Chacun de ses pas s'enfonçait dans la terre humide, laquelle propageait une douce odeur familière et réconfortante autour de lui. Hyunjin inspira à plein poumons avant d'expirer un lourd nuage de vapeur qui se mêla au brouillard. Devant lui, les jumelles Mira et Naeun se retournèrent, la première lui adressant un sourire si éclatant qu'il chassa momentanément le brouillard. L'humidité s'accrochait à leurs cheveux détachés, blonds comme les blés, pour les faire friser ; aux mains de la nature, elles paraissaient encore plus belles et douces que d'ordinaire.

Toutes deux s'arrêtèrent et se séparèrent, laissant Hyunjin avancer jusqu'à se retrouver entre elles. Chacune lui attrapa un bras et Mira lui glissa quelques chatouilles qui, malgré l'épaisseur de sa veste, parvinrent à le faire sourire. Elle avait toujours eu un don pour le distraire, et Hyunjin devait bien avouer envier sa joie naturelle et son insouciance ; il aurait aimé trouver de quoi se rassurer et se persuader que tout se passerait bien alors que ses craintes lui nouaient la gorge et l'estomac.
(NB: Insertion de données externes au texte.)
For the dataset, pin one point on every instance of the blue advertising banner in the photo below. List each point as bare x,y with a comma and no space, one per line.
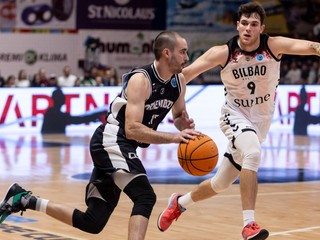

Depuis qu'il savait lire, il n'avait de cesse de se plonger dans des récits sur la cérémonie et sur le lien, des plus joyeux aux plus angoissants. Tout le monde semblait penser que chacun ressortait grandi et comblé de cet événement, oubliant les échecs que l'Histoire avait connus. En ce jour plus que jamais, Hyunjin avait conscience que les risques n'étaient pas nuls.

Un frisson lui secoua l'échine alors qu'il serrait plus fort la statuette au fond de sa poche, et Naeun lui frictionna gentiment le bras. Hyunjin ne put s'empêcher de jeter un coup d'œil par-dessus son épaule pour croiser le regard de ses parents, fermant la marche ; tous deux lui adressèrent un sourire rassurant. Il était encore le seul à s'inquiéter.

Bientôt, le brouillard commença à s'effacer, percé par les chants d'oiseaux. Quelques-uns voletèrent autour d'eux, se posant parfois sur des branches desquelles tombaient des gouttes de rosée. De douces notes de musique se mêlèrent à leurs chants ; ils étaient presque arrivés. La cérémonie n'était plus qu'à quelques minutes d'eux, moment où leur avenir se jouerait, où ils deviendraient adultes. Tous trois repartiraient avec nombre de nouvelles responsabilités et de nouveaux pouvoirs, vis-à-vis desquels les jumelles ne pouvaient dissimuler leur hâte. Mira se retenait de sautiller, bien que ses expressions et ses quelques rires enjoués la trahissent, tandis que Naeun, plus réservée, resserrait sa prise sur le bras de Hyunjin en jetant mille et un coups d'œil à sa jumelle et lui.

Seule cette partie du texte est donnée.